By leveraging our Networking Academies, expanding them into more countries, and continuously expanding the curriculum, we can pull in job-seekers who might otherwise feel that employment is unattainable. The Academy provides them with the most critical skills for the future, enabling them to both participate and thrive in the digital economy.

A humanoid robot works side by side with an employee in the assembly line at a factory of Glory Ltd., a manufacturer of automatic change dispensers, in Kazo, north of Tokyo, Japan, July 1, 2015.
A humanoid robot works side by side with an employee in the assembly line at a factory of Glory Ltd., a manufacturer of automatic change dispensers, in Kazo, north of Tokyo, Japan, July 1, 2015. Image: REUTERS/Issei Kato
Partnerships are critical

Equally important is the need to connect people across industries and across continents, to collaborate on solving the world’s biggest problems. No individual, no matter how educated they are, will be successful alone – collaborative, innovative thinking and partnerships are key to achieving our collective full potential. Industry has not just an opportunity, but also an obligation, to tackle the world’s greatest challenges. If we approach global hunger, access to clean water or reskilling our workforce as we would any other business challenge – and do so collectively – there’s no limit to what we can accomplish.
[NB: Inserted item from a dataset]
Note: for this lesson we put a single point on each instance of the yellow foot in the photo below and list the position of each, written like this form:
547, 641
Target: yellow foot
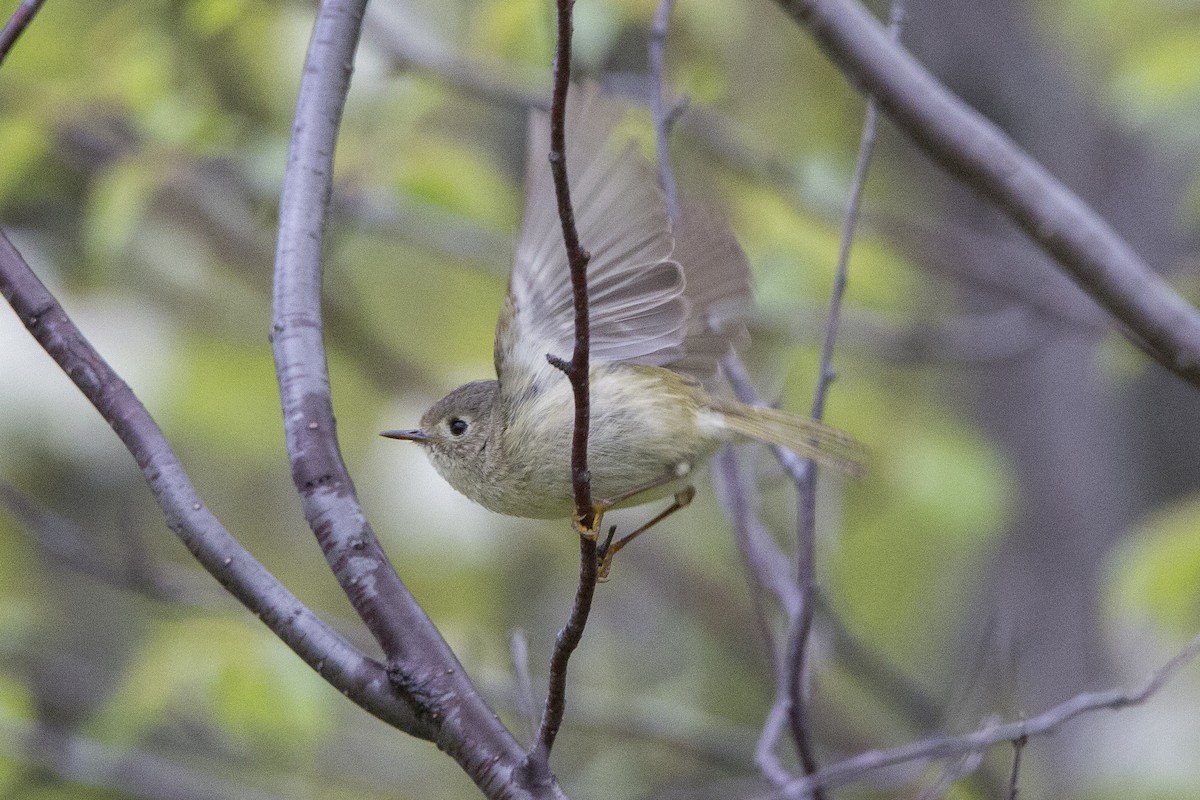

These partnerships are necessary now more than ever, as many are looking to create virtual walls to prevent the free flow of information. Cross-border data flows now generate more economic value than traditional flows of traded goods – as McKinsey estimates, total cross-border internet traffic increased 18-fold from 2005 to 2012, and data flows accounted for $2.8 trillion of global GDP in 2014. But there is an increasing tendency to control the flow, as government policies and commercial practices are combining to hold back a true, open internet. Experts across stakeholder groups in government, business and research should come together to create a community of shared beliefs to advance the free flow of information that is fundamental to growth and innovation.

Extend innovation to everyone

For innovation to thrive, we must also ensure that its benefits extend to everyone. That work is already well under way – for instance, those living in villages in India can now receive visits from a medical specialist to address critical health issues that might have gone unaddressed. Cisco has also worked to respond to the refugee crisis in the Middle East and Europe, by donating equipment to establish Wi-Fi hotspots and connectivity for refugees on the move and in camps; providing volunteer time and in-kind technical support through our Tactical Operations and Disaster Incident Response teams; and awarding cash grants to strategic non-profit partners to provide internet-based information and coordination services to refugees and NGOs on the ground. This unique application of technology not only helps others, but can also drive business value that extends across borders and regions.

Technology and innovation hold great promise to drive growth, address fundamental issues that affect many, and help people all around the world prosper. But those possibilities can only be achieved through a commitment to discovery.

I ask business and government leaders around the world to commit to building a curious world that embraces innovation like never before. Real progress can only come when we have a workforce that’s prepared to lead us into the future, and meaningful partnerships focused on global impact that extends to each individual. The technology itself is here and ready to drive change. We now just need to commit and move with conviction.